Essay on What is Geography?

Submitted By jchen727
Words: 705
Pages: 3

What is Geography? Geography is many things; it is the study of everything that can be mapped on the world.

Geography contains a broad assortment of subjects within it since “almost anything can fall into

the realm of geographic study” and “it involves the examination of the physical and cultural

factors that interact to make up the diversity of the earth”. (Sherer, Thomas E. Jr. The

Complete Idiot’s Guide to Geography. New York: Macmillian, Inc. 1997. Print) First, there is

the physical science aspect of geography, physical geography which studies the natural

environment. Then, there are the social sciences, human geography and cultural geography.

Human geography focuses on human societies and activities while cultural geography focuses on

the actions of human cultures. The word geography first came as “geo” and “graphia” in Greek, essentially meaning

“writings about the earth”, which were about where and why. Where, as in “where are people

and activities located across Earth’s surface,” and why as in “why are they located in particular

places.” (Rubenstwin, James. An Introduction to Human Geography. New Jersey. Prentice Hall.
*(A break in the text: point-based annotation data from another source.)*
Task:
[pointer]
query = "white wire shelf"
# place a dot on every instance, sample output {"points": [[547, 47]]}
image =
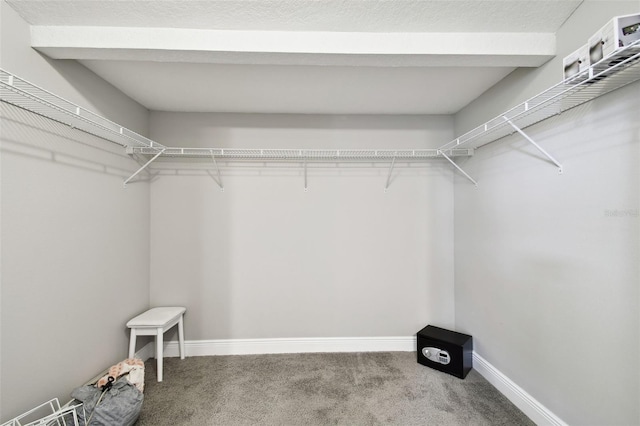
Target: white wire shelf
{"points": [[19, 92], [311, 155], [614, 72]]}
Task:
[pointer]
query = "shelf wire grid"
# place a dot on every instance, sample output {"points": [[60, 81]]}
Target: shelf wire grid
{"points": [[614, 72], [23, 94], [311, 155]]}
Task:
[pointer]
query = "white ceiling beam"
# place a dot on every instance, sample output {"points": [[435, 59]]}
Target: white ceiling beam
{"points": [[294, 47]]}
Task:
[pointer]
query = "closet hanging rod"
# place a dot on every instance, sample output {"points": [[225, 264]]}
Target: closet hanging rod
{"points": [[616, 71], [28, 96], [302, 155]]}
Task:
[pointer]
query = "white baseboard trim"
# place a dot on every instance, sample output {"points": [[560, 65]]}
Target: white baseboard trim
{"points": [[146, 352], [518, 396], [289, 345]]}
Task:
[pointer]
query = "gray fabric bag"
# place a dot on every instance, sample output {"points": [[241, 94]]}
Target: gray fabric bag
{"points": [[120, 405]]}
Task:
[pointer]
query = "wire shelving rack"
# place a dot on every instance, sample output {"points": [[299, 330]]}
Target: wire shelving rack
{"points": [[611, 73]]}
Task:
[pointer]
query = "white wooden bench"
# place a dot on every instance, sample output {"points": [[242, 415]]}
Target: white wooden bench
{"points": [[155, 322]]}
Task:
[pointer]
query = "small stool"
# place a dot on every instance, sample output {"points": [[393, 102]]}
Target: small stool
{"points": [[155, 322]]}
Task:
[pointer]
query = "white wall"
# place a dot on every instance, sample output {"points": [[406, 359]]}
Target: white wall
{"points": [[74, 242], [264, 259], [546, 271]]}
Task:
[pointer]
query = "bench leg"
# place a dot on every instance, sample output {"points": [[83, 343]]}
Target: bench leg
{"points": [[159, 338], [181, 337], [132, 343]]}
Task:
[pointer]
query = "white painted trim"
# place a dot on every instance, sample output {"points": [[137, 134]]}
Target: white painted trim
{"points": [[291, 345], [284, 47], [146, 352], [518, 396]]}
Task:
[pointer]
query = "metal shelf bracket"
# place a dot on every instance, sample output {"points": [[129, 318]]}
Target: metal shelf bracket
{"points": [[542, 150], [144, 167], [457, 167], [219, 180], [306, 189], [393, 161]]}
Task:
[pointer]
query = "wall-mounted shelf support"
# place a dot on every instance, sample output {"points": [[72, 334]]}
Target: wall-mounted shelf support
{"points": [[458, 167], [219, 180], [144, 167], [541, 149], [393, 161], [305, 174]]}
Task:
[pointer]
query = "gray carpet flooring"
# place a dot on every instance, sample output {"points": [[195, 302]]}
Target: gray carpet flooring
{"points": [[378, 388]]}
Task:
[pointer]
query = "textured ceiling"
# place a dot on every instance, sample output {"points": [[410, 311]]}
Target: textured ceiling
{"points": [[306, 15], [300, 56]]}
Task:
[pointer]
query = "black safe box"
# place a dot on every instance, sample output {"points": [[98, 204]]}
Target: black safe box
{"points": [[445, 350]]}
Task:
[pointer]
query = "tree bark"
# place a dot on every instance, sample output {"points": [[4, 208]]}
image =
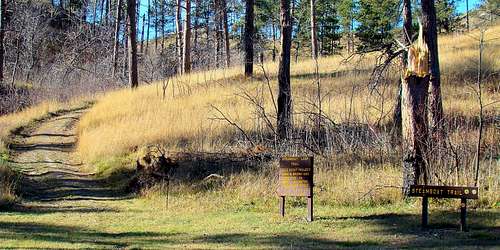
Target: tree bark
{"points": [[406, 34], [149, 24], [117, 36], [3, 6], [435, 101], [226, 33], [178, 25], [414, 130], [414, 90], [132, 44], [249, 30], [274, 42], [314, 40], [285, 96], [186, 58], [142, 32]]}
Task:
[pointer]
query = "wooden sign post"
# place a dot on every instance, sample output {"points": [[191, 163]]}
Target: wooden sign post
{"points": [[462, 193], [296, 179]]}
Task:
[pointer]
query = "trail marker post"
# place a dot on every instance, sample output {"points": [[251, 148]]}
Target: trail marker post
{"points": [[296, 179], [462, 193]]}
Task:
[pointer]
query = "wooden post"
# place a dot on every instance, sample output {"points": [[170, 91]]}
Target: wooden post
{"points": [[463, 215], [310, 208], [282, 206], [425, 212]]}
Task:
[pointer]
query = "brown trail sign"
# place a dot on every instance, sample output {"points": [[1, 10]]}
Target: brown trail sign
{"points": [[462, 193], [296, 179]]}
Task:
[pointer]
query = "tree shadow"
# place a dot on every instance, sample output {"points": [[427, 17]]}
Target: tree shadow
{"points": [[58, 234], [37, 209], [443, 229], [273, 241], [333, 74]]}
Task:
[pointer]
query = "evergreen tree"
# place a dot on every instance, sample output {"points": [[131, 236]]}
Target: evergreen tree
{"points": [[376, 19]]}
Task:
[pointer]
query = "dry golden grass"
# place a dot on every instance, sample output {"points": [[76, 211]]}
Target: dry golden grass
{"points": [[125, 119], [15, 120]]}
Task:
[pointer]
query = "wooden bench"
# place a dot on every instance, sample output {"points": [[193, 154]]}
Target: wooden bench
{"points": [[462, 193]]}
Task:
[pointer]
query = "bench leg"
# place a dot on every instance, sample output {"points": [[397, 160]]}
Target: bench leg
{"points": [[425, 212], [309, 208], [463, 215], [282, 206]]}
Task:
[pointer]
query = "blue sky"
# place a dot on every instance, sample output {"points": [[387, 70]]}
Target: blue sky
{"points": [[460, 9], [461, 5]]}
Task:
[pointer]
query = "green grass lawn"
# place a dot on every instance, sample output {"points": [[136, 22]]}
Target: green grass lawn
{"points": [[146, 223]]}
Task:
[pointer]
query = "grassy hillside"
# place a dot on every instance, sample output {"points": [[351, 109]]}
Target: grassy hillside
{"points": [[187, 117]]}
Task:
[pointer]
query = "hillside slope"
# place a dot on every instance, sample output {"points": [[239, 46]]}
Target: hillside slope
{"points": [[180, 116]]}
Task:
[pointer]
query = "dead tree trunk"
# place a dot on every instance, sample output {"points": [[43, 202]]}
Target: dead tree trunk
{"points": [[186, 57], [226, 33], [415, 85], [249, 30], [149, 24], [196, 27], [274, 42], [117, 36], [314, 40], [406, 34], [435, 101], [178, 26], [3, 6], [142, 32], [285, 94], [132, 44]]}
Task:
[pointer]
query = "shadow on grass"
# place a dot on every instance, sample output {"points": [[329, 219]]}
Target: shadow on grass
{"points": [[273, 241], [443, 230], [50, 209], [41, 232]]}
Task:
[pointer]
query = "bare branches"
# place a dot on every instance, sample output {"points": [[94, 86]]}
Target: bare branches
{"points": [[224, 117]]}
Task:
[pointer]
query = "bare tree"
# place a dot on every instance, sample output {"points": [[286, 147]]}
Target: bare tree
{"points": [[407, 33], [178, 25], [117, 36], [186, 56], [132, 44], [249, 30], [285, 94], [314, 40], [435, 102], [226, 32], [415, 85], [3, 5]]}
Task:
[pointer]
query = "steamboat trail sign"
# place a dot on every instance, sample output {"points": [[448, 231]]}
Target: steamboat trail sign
{"points": [[462, 193], [296, 179]]}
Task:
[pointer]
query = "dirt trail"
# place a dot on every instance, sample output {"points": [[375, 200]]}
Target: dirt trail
{"points": [[44, 154]]}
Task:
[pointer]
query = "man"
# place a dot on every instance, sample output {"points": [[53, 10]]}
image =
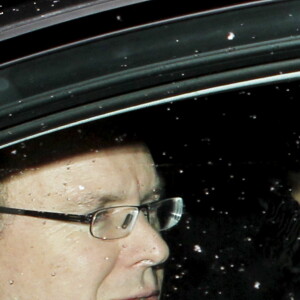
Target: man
{"points": [[100, 253]]}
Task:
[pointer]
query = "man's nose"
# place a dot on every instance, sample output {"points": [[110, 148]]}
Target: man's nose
{"points": [[147, 244]]}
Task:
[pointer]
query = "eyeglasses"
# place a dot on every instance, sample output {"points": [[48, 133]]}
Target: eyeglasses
{"points": [[117, 221]]}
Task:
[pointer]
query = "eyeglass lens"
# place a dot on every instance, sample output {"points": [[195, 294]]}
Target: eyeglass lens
{"points": [[118, 222]]}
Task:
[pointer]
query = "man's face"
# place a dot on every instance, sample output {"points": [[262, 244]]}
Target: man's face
{"points": [[44, 259]]}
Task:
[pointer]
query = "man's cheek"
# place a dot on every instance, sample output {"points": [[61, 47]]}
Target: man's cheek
{"points": [[79, 253]]}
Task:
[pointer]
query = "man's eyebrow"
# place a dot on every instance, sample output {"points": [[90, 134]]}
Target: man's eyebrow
{"points": [[156, 192]]}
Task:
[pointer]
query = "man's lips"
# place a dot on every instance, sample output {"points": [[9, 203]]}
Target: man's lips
{"points": [[147, 296]]}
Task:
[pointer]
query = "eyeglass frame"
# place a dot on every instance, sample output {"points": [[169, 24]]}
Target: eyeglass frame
{"points": [[84, 219]]}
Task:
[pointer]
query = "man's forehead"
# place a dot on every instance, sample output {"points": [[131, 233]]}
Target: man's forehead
{"points": [[94, 178]]}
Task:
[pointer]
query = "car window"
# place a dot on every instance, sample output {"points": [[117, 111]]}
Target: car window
{"points": [[102, 155]]}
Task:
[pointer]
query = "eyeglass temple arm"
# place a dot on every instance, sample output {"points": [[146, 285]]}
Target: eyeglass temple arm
{"points": [[47, 215]]}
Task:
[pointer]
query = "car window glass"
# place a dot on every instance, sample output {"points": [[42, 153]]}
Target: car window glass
{"points": [[234, 159]]}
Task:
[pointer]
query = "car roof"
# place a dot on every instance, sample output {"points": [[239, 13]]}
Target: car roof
{"points": [[127, 58]]}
1999. Print.) (Corbin, Barry, John Trites and Jim Taylor. Global Connections: Geography for the

21st Century. Oxford University. 2000. Print.) The humanistic aspect of geography is all about

how people affect their surrounding environment and how their surrounding environment affects

them. Why things happen based on where they are and why things change as people move is why

maps are created, to analyze and portray the world. Human geography is about making sense of

how places and regions are interconnected and interdependent all the while being unique and

individual in their own way. It also comes up with surprising connections with behaviour and

environment, environmental changes and historical events, and political developments and

natural phenomena.

And then, there is the physical aspect of geography, which is “about spatial patterns and

spatial processes,” and “the art and science of location, or place.” (Demko, George J. Why in the

World: Adventures in Geography. New York: Anchor Books) Physical geography is about “the

processes of the atmosphere, biosphere, hydrosphere, and lithosphere,” geographical elements

that can be analyzed separately, but are in reality all interdependent. (Clark Audrey N. The

Penguin Dictionary of Geography. 1998. Print) It is about how regions are created through

similar qualities, but each different to each other through one way or another. Physical

geography shows us how the whole world and its phenomena are all interconnected and explores

why things are where they are and what things make it change its locations. It examines the

environment, why things like global warming are occurring, why winds blow the way they do,

why mountains form where they do, why things in nature happen the way they do. And this also

applies the way cultures behave too.